A start value of FILE_IO_TEMPFILE makes Epsilon ignore the specified file name and pick an unused file name for a temporary file, in a directory designated for temporary files. The get_tempfile_name( ) primitive returns a pointer to the most recent temporary file created in this way (in a static buffer that will be reused for the next temporary file name).

With any of the above start codes, whatever Epsilon writes replaces the previous contents of the file. If start is greater than or equal to zero, though, Epsilon only rewrites a section of the existing file, starting at the offset specified by start, and the rest of the file's data will not change.

If the max parameter is non-negative, Epsilon writes only the specified number of characters. (Epsilon counts the characters before adding any <Return> characters or performing any encoding; the count is of characters in the current buffer.) If max is negative, Epsilon writes the entire buffer to the file.

The file-writing primitives use the abort-file-io variable to decide what to do if the user presses the abort key; see File Reading Primitives.
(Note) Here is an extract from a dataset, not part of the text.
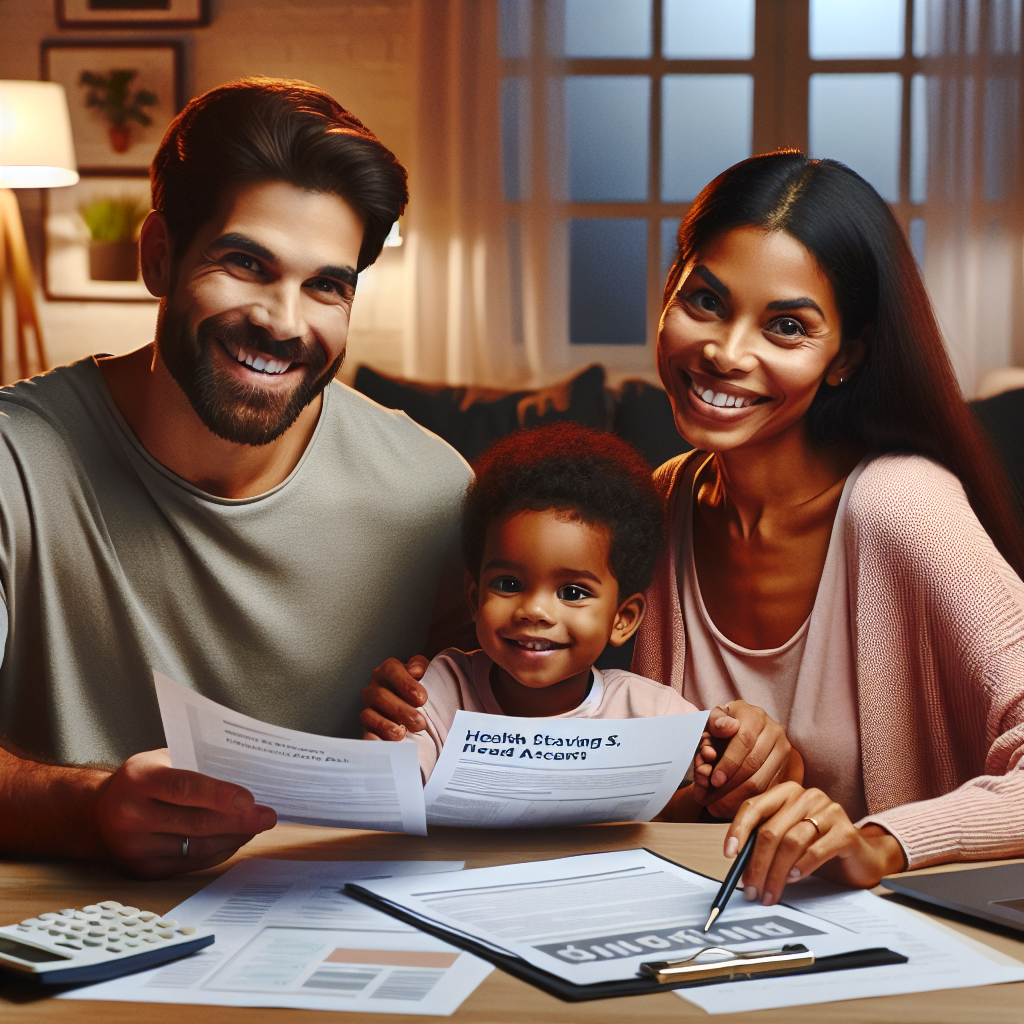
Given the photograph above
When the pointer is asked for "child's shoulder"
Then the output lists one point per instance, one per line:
(641, 697)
int do_save_file(int backup, int checkdate,
                 int getdate) /* files.e */

The do_save_file( ) subroutine saves the current buffer like the save-file command, but lets you skip some of the things save-file does. Set the backup parameter to 0 if you don't want a backup file created, even if want-backups is nonzero. Set checkdate to 0 if you don't want Epsilon to check that the file on disk is unchanged since it was read. Set getdate to 0 if you don't want Epsilon to update its notion of the file's date, after the file has been written.

The function returns 0 if the write was successful, 1 if an error occurred, or 2 if the function asked the user to confirm a questionable write, and the user decided not to write the file after all.

int ask_save_buffer()
int warn_existing_file(char *s)

A command can call the ask_save_buffer( ) subroutine before deleting a buffer with unsaved changes. It asks the user if the buffer should be saved before it's deleted, and returns non-zero if the user asked that the buffer be saved. The caller is responsible for actually saving the file.

Before writing to a user-specified file, a command may call the warn_existing_file( ) subroutine. This will check if the file already exists and warn the user that it will be overwritten. The subroutine returns zero if the file didn't exist, or if the user said to go ahead and overwrite it, or nonzero if the user said not to overwrite it.